Location
- 303 School Drive Melbourne, Arkansas 72556 United States

District information
- Grades: PK–12
- Superintendent: Janie Darr
- Asst. superintendent(s): Mark Sparks
- Accreditation(s): Arkansas Department of Education
- Schools: 3
- NCES District ID: 0509720

Students and staff
- Students: 919
- Teachers: 68.07 (on FTE)
- Staff: 167.07 (on FTE)
- Student–teacher ratio: 13.50
- Athletic conference: 3A Region 1 (2012–14)
- District mascot: Bearkatz
- Colors: Red White Blue

Other information
- Website: bearkatz.k12.ar.us

= Melbourne School District =

School district in Arkansas

Melbourne School District is a public school district based in Melbourne, Arkansas, United States. The district encompasses 256.45 mi2 of land and serves early childhood, elementary and secondary education to numerous Izard County and Sharp County communities including Melbourne and all or portions of Sidney, Mountain View, Evening Shade, Mount Pleasant, Sage, Brockwell, Guion, and Violet Hill.

==History==
On July 1, 2004, the Mount Pleasant School District was merged into the Melbourne School District.

==Schools==

Schools include:
- Melbourne High School (Bearkatz), located in Melbourne and serving more than 400 students in grades 7 through 12.
- Melbourne Elementary School, located in Melbourne and serving more than 350 students in kindergarten through grade 6.
- Mount Pleasant Elementary School, located in Mount Pleasant and serving approximately 150 students in kindergarten through grade 6.

Awards and recognition:
Melbourne schools have been nationally recognized on several occasions.
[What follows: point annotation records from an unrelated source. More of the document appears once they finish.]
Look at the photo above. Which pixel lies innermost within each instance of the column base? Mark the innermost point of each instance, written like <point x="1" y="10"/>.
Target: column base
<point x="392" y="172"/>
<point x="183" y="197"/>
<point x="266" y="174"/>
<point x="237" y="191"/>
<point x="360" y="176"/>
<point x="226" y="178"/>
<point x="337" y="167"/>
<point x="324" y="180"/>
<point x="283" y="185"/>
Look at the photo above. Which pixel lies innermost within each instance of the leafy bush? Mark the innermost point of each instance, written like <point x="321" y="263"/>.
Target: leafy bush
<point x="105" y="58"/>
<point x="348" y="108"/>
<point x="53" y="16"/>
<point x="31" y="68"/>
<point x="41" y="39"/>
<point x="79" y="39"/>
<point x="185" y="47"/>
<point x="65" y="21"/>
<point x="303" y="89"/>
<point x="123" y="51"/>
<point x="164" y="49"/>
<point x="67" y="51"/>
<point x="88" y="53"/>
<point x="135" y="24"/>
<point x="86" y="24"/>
- In 2009, Mount Pleasant Elementary School received the top honor from the U.S. Department of Education in being recognized as a National Blue Ribbon School.
- In 2012, Mount Pleasant is recognized as a National Title I Distinguished School by the Arkansas Department of Education (ADE).
- Melbourne High School is nationally recognized as a Bronze Medalist in the Best High Schools Report 2012 and 2015 by U.S. News & World Report.
- Melbourne High School is one of twenty high schools to be recognized with the 2012 College Readiness Award by the Arkansas ACT Council in recognition of improving the participation rate of students taking the ACT college readiness exam.